Jean d’Ormesson : tous ses livres sont des anti-dépresseurs, par Sarah Cattan

Il avait un jour expliqué, badin, que si l’écrivain devait certes faire attention à tout ce qu’il écrivait et disait, il lui fallait aussi veiller à la façon dont il mourrait.

Et il avait cité à l’appui l’exemple de Jean Cocteau qui avait eu la mauvaise idée de disparaître le même jour qu’Edith Piaf. Et c’est vrai : ça craint grave! Imagine qu’il eût eu, Jean d’O, la mauvaise idée de mourir le jour où Johnny nous quitta.

Non. Lui, qui est à mon cœur bien plus que ne fut Cocteau, il fut bien inspiré d’expirer[1] un jour avant notre rocker. C’est comme ça. Tu regardes négligemment au réveil l’écran de ton smartphone et là, c’est mort. Pas lui. Tu as envie de pleurer D’ailleurs tu pleures.

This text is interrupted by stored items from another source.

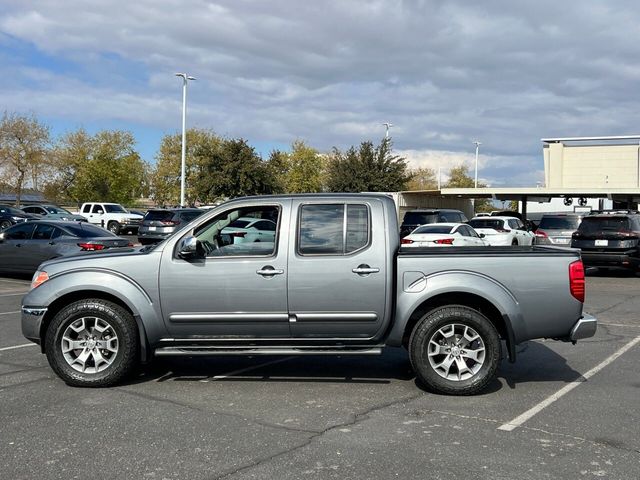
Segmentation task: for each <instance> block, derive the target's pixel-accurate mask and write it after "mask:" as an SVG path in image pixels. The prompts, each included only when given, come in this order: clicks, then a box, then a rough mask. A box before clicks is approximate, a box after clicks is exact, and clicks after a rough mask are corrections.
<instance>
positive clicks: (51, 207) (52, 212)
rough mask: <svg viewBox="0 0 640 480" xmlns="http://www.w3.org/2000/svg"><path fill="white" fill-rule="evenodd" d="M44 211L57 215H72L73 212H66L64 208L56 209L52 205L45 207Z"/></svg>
mask: <svg viewBox="0 0 640 480" xmlns="http://www.w3.org/2000/svg"><path fill="white" fill-rule="evenodd" d="M44 209H45V210H46V211H47V212H49V213H53V214H57V213H68V214H71V212H70V211H69V210H65V209H64V208H62V207H54V206H51V205H47V206H45V207H44Z"/></svg>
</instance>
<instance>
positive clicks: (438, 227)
mask: <svg viewBox="0 0 640 480" xmlns="http://www.w3.org/2000/svg"><path fill="white" fill-rule="evenodd" d="M452 228H453V227H451V226H449V225H425V226H424V227H418V228H416V229H415V230H414V231H413V232H411V233H412V234H415V233H450V232H451V229H452Z"/></svg>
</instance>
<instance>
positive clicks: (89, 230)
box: [64, 222, 116, 238]
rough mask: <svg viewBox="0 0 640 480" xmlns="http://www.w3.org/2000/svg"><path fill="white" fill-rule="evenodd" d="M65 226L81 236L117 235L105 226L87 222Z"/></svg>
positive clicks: (65, 226) (91, 236)
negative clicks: (103, 227) (109, 231)
mask: <svg viewBox="0 0 640 480" xmlns="http://www.w3.org/2000/svg"><path fill="white" fill-rule="evenodd" d="M64 228H65V230H67V231H68V232H69V233H71V234H73V235H75V236H76V237H80V238H91V237H115V236H116V235H114V234H113V233H111V232H109V231H107V230H105V229H104V228H100V227H94V226H93V225H88V224H87V223H86V222H83V223H77V224H73V225H65V226H64Z"/></svg>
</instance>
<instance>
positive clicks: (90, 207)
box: [78, 202, 142, 235]
mask: <svg viewBox="0 0 640 480" xmlns="http://www.w3.org/2000/svg"><path fill="white" fill-rule="evenodd" d="M78 213H79V214H80V215H82V216H83V217H85V218H86V219H87V220H88V221H89V223H93V224H94V225H99V226H101V227H103V228H106V229H107V230H109V231H110V232H112V233H115V234H116V235H118V234H119V233H120V232H126V231H130V232H132V234H136V233H137V232H138V227H139V226H140V222H141V221H142V215H137V214H135V213H129V212H128V211H127V210H126V209H125V208H124V207H123V206H122V205H120V204H119V203H96V202H88V203H83V204H82V208H80V211H79V212H78Z"/></svg>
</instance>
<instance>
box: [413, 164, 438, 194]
mask: <svg viewBox="0 0 640 480" xmlns="http://www.w3.org/2000/svg"><path fill="white" fill-rule="evenodd" d="M409 174H410V175H411V180H410V181H409V183H408V185H407V190H436V189H437V188H438V180H437V179H436V173H435V171H434V170H433V169H432V168H428V167H422V168H414V169H412V170H409Z"/></svg>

Jean d’O, moi, je me souviens l’avoir d’abord regardé de loin, déjà lorsqu’il était escorté de FOG et de la talentueuse et belle Catherine Nay. Je me disais la classe Mais ils sévissent au Figaro. A cette époque, pour moi, c’était pas négociable. Trop conservateur. J’étais jeune et loin d’avoir appris qu’il fallait d’évidence tout lire, et même Le Figaro.

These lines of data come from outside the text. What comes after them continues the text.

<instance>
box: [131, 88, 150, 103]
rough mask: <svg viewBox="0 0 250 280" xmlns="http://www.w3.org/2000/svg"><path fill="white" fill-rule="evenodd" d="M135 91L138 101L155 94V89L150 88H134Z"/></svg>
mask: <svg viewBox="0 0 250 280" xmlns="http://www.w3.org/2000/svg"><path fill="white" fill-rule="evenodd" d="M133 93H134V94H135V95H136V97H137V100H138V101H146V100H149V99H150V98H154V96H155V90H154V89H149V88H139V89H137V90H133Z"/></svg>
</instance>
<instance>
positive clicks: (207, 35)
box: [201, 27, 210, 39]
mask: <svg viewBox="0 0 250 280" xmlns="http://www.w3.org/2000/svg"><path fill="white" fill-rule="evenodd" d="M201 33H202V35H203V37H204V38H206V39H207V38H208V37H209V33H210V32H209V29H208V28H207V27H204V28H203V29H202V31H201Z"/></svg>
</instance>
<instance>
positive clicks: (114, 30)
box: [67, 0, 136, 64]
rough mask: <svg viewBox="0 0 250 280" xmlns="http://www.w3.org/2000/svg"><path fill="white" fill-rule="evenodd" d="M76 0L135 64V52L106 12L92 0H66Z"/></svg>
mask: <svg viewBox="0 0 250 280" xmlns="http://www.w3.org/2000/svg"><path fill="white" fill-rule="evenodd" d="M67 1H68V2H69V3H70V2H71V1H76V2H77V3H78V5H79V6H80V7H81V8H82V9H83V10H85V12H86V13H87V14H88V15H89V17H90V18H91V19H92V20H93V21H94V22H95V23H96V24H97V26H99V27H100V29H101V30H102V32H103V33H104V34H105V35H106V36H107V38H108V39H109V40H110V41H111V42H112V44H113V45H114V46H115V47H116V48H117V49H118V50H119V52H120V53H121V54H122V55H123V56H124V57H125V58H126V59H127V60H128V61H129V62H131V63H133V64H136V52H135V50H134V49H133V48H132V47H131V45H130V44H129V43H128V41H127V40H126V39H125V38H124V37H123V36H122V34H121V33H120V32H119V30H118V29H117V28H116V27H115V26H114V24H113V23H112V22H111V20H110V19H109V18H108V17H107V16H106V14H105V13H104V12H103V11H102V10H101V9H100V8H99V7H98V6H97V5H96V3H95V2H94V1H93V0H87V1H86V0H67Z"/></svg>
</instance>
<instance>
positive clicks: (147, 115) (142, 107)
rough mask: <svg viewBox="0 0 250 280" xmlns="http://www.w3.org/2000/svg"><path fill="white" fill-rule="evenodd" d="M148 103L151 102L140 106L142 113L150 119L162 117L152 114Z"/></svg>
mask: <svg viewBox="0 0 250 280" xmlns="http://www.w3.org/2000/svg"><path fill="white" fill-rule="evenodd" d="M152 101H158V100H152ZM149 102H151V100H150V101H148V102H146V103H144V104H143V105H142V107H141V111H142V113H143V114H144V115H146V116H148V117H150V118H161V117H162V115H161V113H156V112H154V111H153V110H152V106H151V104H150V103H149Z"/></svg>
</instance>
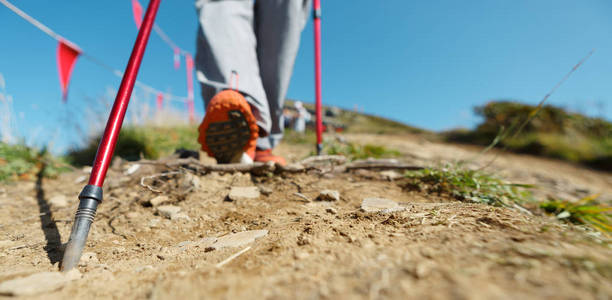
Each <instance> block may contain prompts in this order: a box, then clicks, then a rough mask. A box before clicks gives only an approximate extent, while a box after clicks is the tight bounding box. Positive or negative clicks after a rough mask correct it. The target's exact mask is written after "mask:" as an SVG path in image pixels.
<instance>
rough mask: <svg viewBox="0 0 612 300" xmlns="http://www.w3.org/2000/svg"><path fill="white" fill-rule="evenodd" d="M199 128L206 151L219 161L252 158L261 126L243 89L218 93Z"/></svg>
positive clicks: (226, 91)
mask: <svg viewBox="0 0 612 300" xmlns="http://www.w3.org/2000/svg"><path fill="white" fill-rule="evenodd" d="M198 131H199V136H198V142H199V143H200V145H202V151H204V152H206V153H207V154H208V155H209V156H210V157H214V158H215V159H217V162H218V163H220V164H225V163H237V162H252V159H253V157H254V156H255V145H256V143H257V137H258V131H259V127H257V123H256V120H255V117H254V116H253V113H252V112H251V106H250V105H249V103H248V102H247V101H246V99H244V96H242V94H240V93H239V92H237V91H234V90H225V91H222V92H220V93H218V94H217V95H215V96H214V97H213V98H212V99H211V100H210V103H209V104H208V107H207V108H206V115H205V116H204V120H203V121H202V124H200V126H199V127H198Z"/></svg>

Mais le temps fit son œuvre et je fis partie de celles et ceux qui appuyèrent sur pause lorsque d’aventure il passait dans le poste. Puis je commençai à le lire et tombai amoureuse de sa plume De son don pour les titres De son art de nous dire l’Histoire De nous raconter des histoires avec la plus jolie légèreté qui soit. Un régal. Un petit bonheur. Voire un grand. Quel privilège que d’en avoir très vite été consciente.

Tout ce qu’il écrivit, je le lus, me promettant ces dernières années de ne pas acheter le prochain : il racontait, pensait la petite péronnelle en moi, encore la même rengaine. Mais il le disait si bien. Et maintenant, lorsque paraîtra en février Et moi, je vis toujours, comme je serai seule. Et triste et pauvre.

Cette façon de s’en aller d’un coup d’un seul, alors qu’il nous assurait il y a peu que ce cancer il l’avait vaincu, et qu’il nous donnait envie de rendre grâces nous aussi aux équipes qui le soignèrent et nous le rendirent, moi je dis que c’est pas du jeu. Partir comme ça. Me laisser. Me condamner à ré-écouter ses apparitions télévisuelles. M’apercevoir que je savais, tout ça. Me demander qui. Qui à présent me fera sourire Me séduira M’interpellera M’éblouira Me rappellera dans les moments de doute que en effet, elle est chouette, la vie.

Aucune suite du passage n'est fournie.